I admit that I am an enthusiast when it comes to American football. So much so that I follow the programmes with the analysis which runs before the actual game. One such programme has a segment called ‘C’mon Man’ where the panel looks at situations in previous games and elsewhere, and I wondered the extent to which the expression could be applied to some of the goings-on here in Guyana.
I try to keep fit by walking in the National Park at least 5 times per week. (My President does so from time to time, but I can’t match his walking speed!) Every morning between 5.30 am and 5.45 am a goodly gentleman lets about 9 nine members of the bovine family out onto the not-very-bright roadway – Camp Road – from the Public Service Union compound. He himself is on a bicycle behind the last of the group waving a not-very-clean red rag attached to a short piece of wood. C’mon Man!

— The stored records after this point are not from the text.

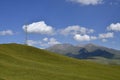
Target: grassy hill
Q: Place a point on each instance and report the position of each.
(20, 62)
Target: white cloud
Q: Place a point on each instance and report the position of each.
(45, 39)
(104, 40)
(76, 30)
(106, 35)
(53, 41)
(46, 42)
(32, 42)
(93, 37)
(87, 2)
(114, 27)
(39, 28)
(6, 32)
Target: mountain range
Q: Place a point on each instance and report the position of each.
(89, 52)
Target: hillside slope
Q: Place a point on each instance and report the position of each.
(20, 62)
(90, 52)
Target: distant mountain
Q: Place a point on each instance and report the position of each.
(89, 51)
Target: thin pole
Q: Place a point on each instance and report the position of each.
(26, 36)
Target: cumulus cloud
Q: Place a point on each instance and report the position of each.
(85, 37)
(53, 41)
(106, 35)
(114, 27)
(6, 32)
(32, 42)
(39, 28)
(104, 40)
(45, 42)
(76, 30)
(87, 2)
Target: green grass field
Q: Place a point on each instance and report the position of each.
(20, 62)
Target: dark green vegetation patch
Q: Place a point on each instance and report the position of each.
(20, 62)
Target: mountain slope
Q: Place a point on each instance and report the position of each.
(20, 62)
(89, 51)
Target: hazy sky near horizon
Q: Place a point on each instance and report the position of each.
(52, 22)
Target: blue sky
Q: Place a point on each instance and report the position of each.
(52, 22)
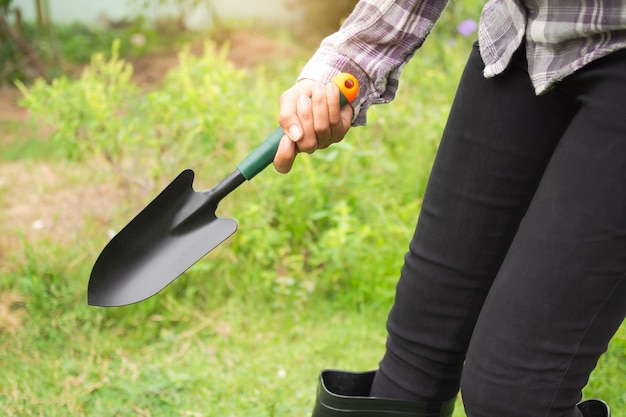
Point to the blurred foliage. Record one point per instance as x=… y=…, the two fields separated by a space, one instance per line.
x=322 y=17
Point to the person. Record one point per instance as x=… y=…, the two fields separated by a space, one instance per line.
x=515 y=279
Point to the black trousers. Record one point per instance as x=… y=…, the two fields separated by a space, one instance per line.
x=515 y=279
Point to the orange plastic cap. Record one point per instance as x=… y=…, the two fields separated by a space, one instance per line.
x=348 y=85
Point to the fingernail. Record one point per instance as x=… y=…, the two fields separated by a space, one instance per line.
x=295 y=133
x=304 y=102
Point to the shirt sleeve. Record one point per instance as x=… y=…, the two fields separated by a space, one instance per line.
x=374 y=44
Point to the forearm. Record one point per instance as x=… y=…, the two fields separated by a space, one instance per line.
x=374 y=44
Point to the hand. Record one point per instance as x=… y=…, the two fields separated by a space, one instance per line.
x=311 y=118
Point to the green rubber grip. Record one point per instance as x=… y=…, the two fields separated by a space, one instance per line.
x=264 y=154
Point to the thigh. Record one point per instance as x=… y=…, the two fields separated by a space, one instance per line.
x=560 y=294
x=496 y=144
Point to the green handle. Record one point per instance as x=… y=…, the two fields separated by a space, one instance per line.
x=263 y=155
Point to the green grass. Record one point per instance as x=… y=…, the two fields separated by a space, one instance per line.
x=247 y=330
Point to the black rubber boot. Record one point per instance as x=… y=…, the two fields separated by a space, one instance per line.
x=342 y=394
x=594 y=408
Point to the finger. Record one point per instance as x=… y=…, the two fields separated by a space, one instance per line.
x=285 y=155
x=287 y=116
x=321 y=124
x=337 y=131
x=308 y=142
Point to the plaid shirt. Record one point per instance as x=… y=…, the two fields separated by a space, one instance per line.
x=380 y=36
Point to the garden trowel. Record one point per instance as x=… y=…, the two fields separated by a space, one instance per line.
x=177 y=228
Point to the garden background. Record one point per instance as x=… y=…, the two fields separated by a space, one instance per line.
x=305 y=284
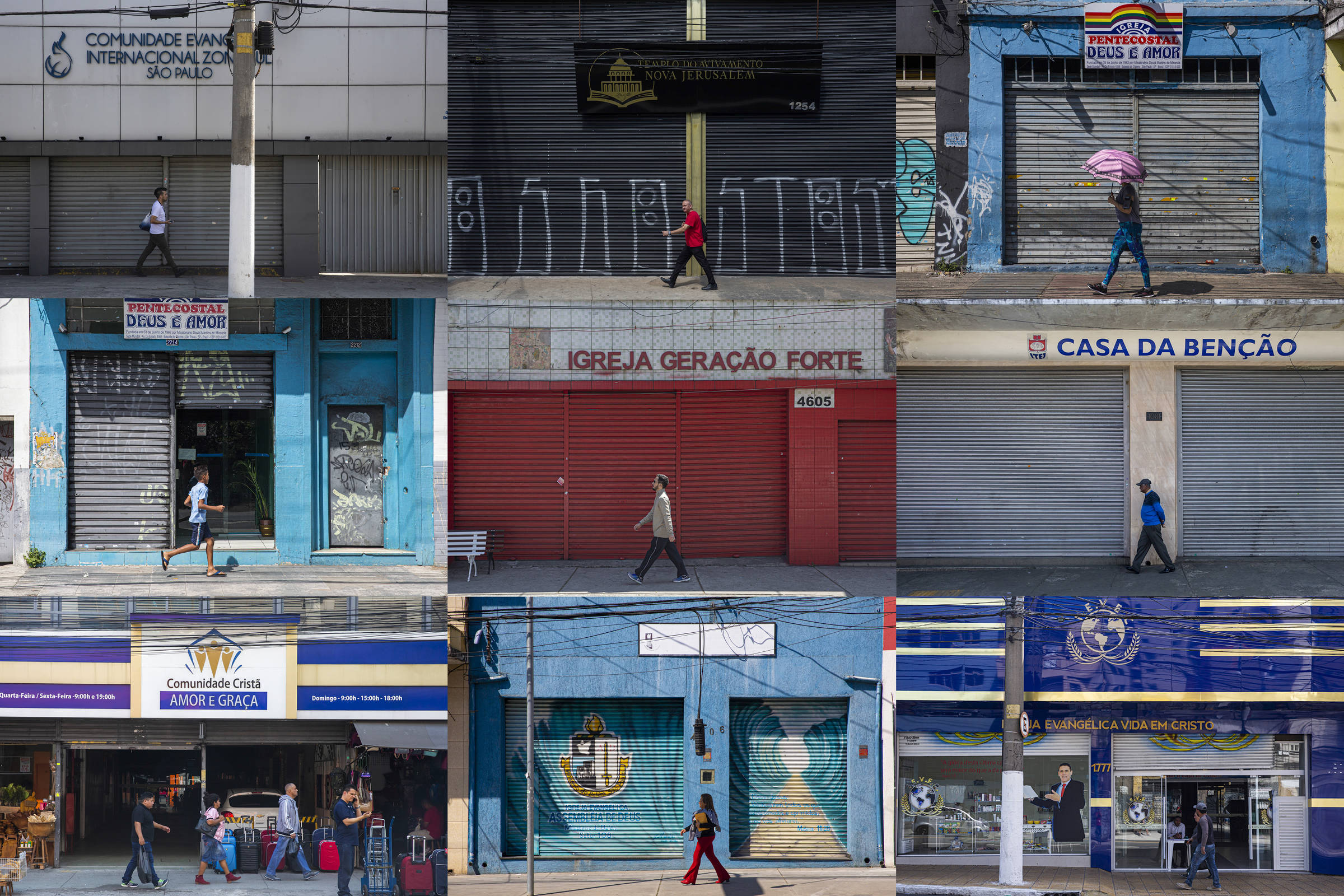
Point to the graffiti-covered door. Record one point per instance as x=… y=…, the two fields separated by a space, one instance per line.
x=355 y=474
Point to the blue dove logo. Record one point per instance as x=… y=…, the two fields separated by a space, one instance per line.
x=59 y=61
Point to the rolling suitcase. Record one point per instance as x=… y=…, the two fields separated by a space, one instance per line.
x=414 y=872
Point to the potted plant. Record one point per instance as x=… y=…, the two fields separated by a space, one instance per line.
x=248 y=472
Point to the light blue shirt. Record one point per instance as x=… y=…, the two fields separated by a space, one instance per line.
x=199 y=494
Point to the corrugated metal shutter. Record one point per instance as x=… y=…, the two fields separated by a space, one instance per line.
x=536 y=187
x=788 y=780
x=120 y=450
x=1054 y=213
x=1202 y=197
x=97 y=204
x=1063 y=745
x=14 y=213
x=1011 y=463
x=811 y=193
x=731 y=486
x=867 y=489
x=225 y=379
x=198 y=193
x=917 y=180
x=1131 y=753
x=1260 y=468
x=384 y=214
x=1289 y=833
x=617 y=444
x=508 y=452
x=617 y=794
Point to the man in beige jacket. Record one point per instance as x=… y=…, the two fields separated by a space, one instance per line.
x=663 y=536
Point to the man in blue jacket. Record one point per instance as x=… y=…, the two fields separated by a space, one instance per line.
x=1152 y=535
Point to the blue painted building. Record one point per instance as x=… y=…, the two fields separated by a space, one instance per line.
x=314 y=417
x=1155 y=704
x=788 y=691
x=1231 y=135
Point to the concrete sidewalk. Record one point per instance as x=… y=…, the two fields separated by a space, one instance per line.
x=609 y=577
x=1277 y=577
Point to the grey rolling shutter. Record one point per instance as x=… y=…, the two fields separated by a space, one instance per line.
x=384 y=214
x=97 y=204
x=788 y=780
x=609 y=778
x=1054 y=213
x=814 y=193
x=14 y=213
x=1260 y=468
x=120 y=450
x=917 y=130
x=199 y=209
x=1197 y=211
x=225 y=379
x=1011 y=463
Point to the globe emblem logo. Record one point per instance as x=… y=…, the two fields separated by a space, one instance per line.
x=1105 y=634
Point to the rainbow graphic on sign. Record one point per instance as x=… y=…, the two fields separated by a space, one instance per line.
x=1133 y=35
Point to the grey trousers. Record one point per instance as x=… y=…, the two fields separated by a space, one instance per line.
x=1151 y=536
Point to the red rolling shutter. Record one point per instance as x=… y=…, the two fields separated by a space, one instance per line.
x=619 y=442
x=867 y=489
x=508 y=452
x=731 y=491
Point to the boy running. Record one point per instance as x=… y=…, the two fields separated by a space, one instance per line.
x=199 y=528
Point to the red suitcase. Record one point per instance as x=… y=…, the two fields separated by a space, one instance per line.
x=328 y=856
x=416 y=874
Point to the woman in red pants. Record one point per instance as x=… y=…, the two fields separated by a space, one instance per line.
x=703 y=824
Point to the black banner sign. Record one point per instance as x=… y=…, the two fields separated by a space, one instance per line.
x=698 y=76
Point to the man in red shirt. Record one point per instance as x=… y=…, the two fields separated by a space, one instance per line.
x=694 y=230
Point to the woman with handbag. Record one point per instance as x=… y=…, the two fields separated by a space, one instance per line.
x=212 y=828
x=703 y=824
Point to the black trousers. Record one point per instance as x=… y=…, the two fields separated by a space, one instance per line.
x=1151 y=536
x=698 y=251
x=656 y=547
x=160 y=242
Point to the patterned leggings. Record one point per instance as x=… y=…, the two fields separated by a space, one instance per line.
x=1128 y=237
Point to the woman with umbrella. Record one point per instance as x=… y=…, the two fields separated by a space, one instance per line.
x=1127 y=171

Surely 4 pm cannot be the best time to collect garbage on a one-way street like Robb Street, but that is exactly what a certain garbage collection company does with its outsize trucks. Collecting garbage at 4 pm! C’mon Man!
I know that things are tight with government ministries money-wise, but surely the Guyana Police Force through the Ministry of Home Affairs could find some funds from somewhere to put up proper ‘No Entry’ signs at those newly designated one-way streets such as Albert Street and North Road. C’mon Man!
I am also a cricket enthusiast and closely follow the game wherever it is played. In more recent times, a certain phenomenon has manifested itself to the extent that whenever a wicket falls, two refreshment carriers run onto the field of play with refreshment for their players. During the first ODI between Australia and Sri Lanka, they dutifully appeared whenever wickets fell. But there was an instance when, having appeared after a wicket fell in the middle of an over, they promptly reappeared when a wicket fell during the next over. C’mon Man!
I had assumed that two criteria in particular had to be satisfied for someone to be selected to do cricket commentary: the first would be a solid working knowledge of the game and the second a solid working knowledge of the English language. Many would easily satisfy the first criterion but it seems as though there is a problem with respect to the second one. We have commentators mixing singular verbs with plural nouns and vice versa, not being able to differentiate between the use of adjectives and adverbs and otherwise playing T20 with the language. I’m sure we can do better than that. C’mon Man!